The following example renders three Koch curves that form sort of a “snowflake” shape. Each curve is created by a procedural which just uses a regular Python function as subdivide function. No RIB is generated by this example. — It is possible to create the same image using the generic ri module, but the procedural would have to be written as a separate Python script that is invoked using the “RunProgram” procedural. The code would actually be longer because you would have to encode/decode the parameters of the procedural as strings whereas this example directly passes vector objects around.

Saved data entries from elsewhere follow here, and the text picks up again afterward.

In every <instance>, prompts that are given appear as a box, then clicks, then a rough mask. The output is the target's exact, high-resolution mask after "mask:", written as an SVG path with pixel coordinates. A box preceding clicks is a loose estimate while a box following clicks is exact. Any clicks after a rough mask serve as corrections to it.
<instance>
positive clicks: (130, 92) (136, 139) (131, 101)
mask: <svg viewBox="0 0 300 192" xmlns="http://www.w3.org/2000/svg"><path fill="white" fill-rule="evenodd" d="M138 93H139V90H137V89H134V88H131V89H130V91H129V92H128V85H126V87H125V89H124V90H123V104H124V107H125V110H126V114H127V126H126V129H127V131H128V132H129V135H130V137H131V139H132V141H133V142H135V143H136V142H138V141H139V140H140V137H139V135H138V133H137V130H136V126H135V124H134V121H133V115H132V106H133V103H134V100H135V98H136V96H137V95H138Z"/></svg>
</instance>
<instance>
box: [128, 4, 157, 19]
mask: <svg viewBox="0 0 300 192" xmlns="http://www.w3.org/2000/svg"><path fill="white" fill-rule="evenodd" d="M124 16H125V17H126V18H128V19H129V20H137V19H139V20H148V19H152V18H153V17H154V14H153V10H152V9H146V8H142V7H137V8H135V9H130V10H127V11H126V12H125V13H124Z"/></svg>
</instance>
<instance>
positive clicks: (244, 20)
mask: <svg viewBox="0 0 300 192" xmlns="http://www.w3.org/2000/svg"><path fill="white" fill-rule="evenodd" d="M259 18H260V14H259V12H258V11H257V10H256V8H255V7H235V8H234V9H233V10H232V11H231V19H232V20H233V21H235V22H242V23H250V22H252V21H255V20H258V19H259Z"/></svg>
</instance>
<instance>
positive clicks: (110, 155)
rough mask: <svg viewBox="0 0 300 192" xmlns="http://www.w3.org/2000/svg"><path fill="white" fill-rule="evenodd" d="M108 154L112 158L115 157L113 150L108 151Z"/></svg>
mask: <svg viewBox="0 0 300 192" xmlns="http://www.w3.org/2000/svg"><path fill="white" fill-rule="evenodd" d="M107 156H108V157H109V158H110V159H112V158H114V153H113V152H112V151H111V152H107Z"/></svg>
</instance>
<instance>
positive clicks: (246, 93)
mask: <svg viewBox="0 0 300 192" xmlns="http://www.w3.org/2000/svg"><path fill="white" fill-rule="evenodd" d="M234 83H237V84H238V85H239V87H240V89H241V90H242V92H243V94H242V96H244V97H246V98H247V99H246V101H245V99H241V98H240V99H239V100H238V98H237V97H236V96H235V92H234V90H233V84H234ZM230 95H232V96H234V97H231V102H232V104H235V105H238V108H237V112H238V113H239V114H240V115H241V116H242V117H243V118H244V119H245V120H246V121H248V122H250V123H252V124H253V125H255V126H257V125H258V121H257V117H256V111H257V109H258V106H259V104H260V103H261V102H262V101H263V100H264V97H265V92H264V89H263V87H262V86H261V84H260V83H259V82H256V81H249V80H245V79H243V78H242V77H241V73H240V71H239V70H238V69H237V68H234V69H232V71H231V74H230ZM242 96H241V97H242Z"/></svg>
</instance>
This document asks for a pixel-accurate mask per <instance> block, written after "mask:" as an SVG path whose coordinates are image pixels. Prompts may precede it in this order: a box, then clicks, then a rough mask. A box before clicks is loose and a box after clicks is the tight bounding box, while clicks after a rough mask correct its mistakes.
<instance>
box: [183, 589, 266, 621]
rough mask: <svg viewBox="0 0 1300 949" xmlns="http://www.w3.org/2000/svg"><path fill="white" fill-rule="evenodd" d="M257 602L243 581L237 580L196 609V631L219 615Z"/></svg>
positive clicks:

# Render a Koch snowflake as procedurals

import cgkit.cri
from cgkit.cgtypes import *

def bound(A, E):
    """Compute the bounding box of one segment."""
    eps = 0.03
    dv = E-A
    n = vec3(-dv.y, dv.x, 0)
    C = 0.5*(A+E) + 0.2887*n
    xx = [A.x, C.x, E.x]
    yy = [A.y, C.y, E.y]
    bound = [min(xx)-eps, max(xx)+eps, min(yy)-eps, max(yy)+eps, -0.001, 0.001]
    return bound

def subdiv(data, detail):
    """Subdivide function."""
    A,E = data
    dv = E-A
    if dv.length()<0.005:
        RiCurves(RI_LINEAR, [2], RI_NONPERIODIC, P=[A,E], constantwidth=0.003)
        t = 1.0/3
        B = (1.0-t)*A + t*E
        D = (1.0-t)*E + t*A
        n = vec3(-dv.y, dv.x, 0)
        C = 0.5*(A+E) + 0.2887*n
        RiProcedural((A,B), bound(A,B), subdiv)
        RiProcedural((B,C), bound(B,C), subdiv)
        RiProcedural((C,D), bound(C,D), subdiv)
        RiProcedural((D,E), bound(D,E), subdiv)

# Load the RenderMan API.
# Replace the library name with whatever renderer you want to use.
ri = cgkit.cri.loadRI("3delight")
cgkit.cri.importRINames(ri, globals())

RiDisplay("koch.tif", RI_FRAMEBUFFER, RI_RGB)
RiPatch(RI_BILINEAR, P=[-2,2,1, 2,2,1, -2,-2,1, 2,-2,1])
RiProcedural((vec3(-1,0,0),vec3(1,0,0)), [-2,2, -2,2, -0.01,0.01], subdiv)
RiProcedural((vec3(0,-1.732,0),vec3(-1,0,0)), [-2,2, -2,2, -0.01,0.01], subdiv)
RiProcedural((vec3(1,0,0), vec3(0,-1.732,0)), [-2,2, -2,2, -0.01,0.01], subdiv)

Running the above example produces this image:



[1]Python 2.5 is embedded in Maya 2008/2009 and Houdini 9, whereas Maya 8.5 still uses Python 2.4.